Prod has two PDBs (tomoda-api-pdb, tomoda-async-pdb), both minAvailable: 50%. With min replicas of 2 and HPA-driven growth, this means at least one pod of each pool stays available during voluntary disruption (node drain, GKE upgrade). The cluster autoscaler respects PDBs when consolidating nodes.

If a PDB is blocking a drain, you'll see it in the kubectl drain output ("cannot evict ... violates pod disruption budget"). Wait for replicas to come up (HPA reacts), then re-drain — or temporarily patch the PDB if it's a planned operation. Don't delete the PDB; Argo will heal it back.

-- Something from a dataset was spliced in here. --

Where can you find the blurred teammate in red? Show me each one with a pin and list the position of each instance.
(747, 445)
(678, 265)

Planned: split WS into its own pool

tomoda-api will eventually split into separate tomoda-api (HTTP) and tomoda-ws (WebSocket) pools so WS scales on a connection-count metric instead of CPU. The backend binary already supports the modes (api-hub, ws-hub). The k8s wiring is documented but not deployed — see Tomoda — WS Pool Split (Planned).

Postgres (CNPG)

Both dev and prod CNPG clusters are single-instance today. Three scaling axes:

Vertical (CPU / RAM)

Edit k8s/envs/{dev,prod}/middleware/postgres/manifests/cluster.yaml:

resources:
  requests:
    cpu: 250m
    memory: 512Mi
  limits:
    cpu: 2000m
    memory: 2048Mi

CNPG performs a rolling restart to apply. With one instance, expect ~30s downtime.

Storage

PVCs are 10Gi (dev) and 20Gi (prod). The pd-balanced storage class supports online expansion:

storage:
  size: 50Gi   # was 20Gi

Commit. CNPG resizes the PVC in place — no downtime.

Horizontal (read replicas)

For read-heavy workloads, add a replica:

spec:
  instances: 2   # 1 primary + 1 streaming replica

CNPG creates the replica, sets up streaming replication, and exposes a postgres-prod-ro service for read-only queries. Update the backend to route read traffic there if you want to actually use it — otherwise the replica only serves as warm standby for failover.

See Postgres Operations for backup, restore, and tuning details.

Redis

Redis runs as a Bitnami Helm chart. Tune via values:

# k8s/envs/{dev,prod}/middleware/redis/values.yaml
master:
  resources:
    limits:
      memory: 1Gi
replica:
  replicaCount: 0   # set to 1+ to enable replicas

The current setup is single-master, no replicas. Redis is used for sessions and cache only — losing it forces re-login but does not lose persistent data.

Node pools

The GKE cluster runs on a spot node pool (defined in infrastructure/gcp/). Two ways to grow capacity:

Static — change node_count in Terraform

# infrastructure/gcp/gke.tf (or wherever the node pool is defined)
node_count = 5   # was 3

terraform apply. GKE adds nodes.

Dynamic — cluster autoscaler

If the node pool was created with autoscaling enabled, GKE will add nodes when pending pods exceed capacity. Check:

gcloud container clusters describe gke-tomoda \
  --zone asia-east1-a --project development-485000 \
  --format="value(autoscaling)"

If autoscaling is off, edit the node pool block in Terraform to enable it. Verify before relying on it — node-level autoscaling and HPA are two different mechanisms and both need to be configured for true elastic scale.

Spot nodes can be preempted

GCP preempts spot VMs without notice. CNPG and the backend both tolerate node loss (Postgres reattaches its PVC; backend reschedules), but a single-replica deployment will see brief downtime. Run at least 2 backend replicas in prod to ride out preemptions.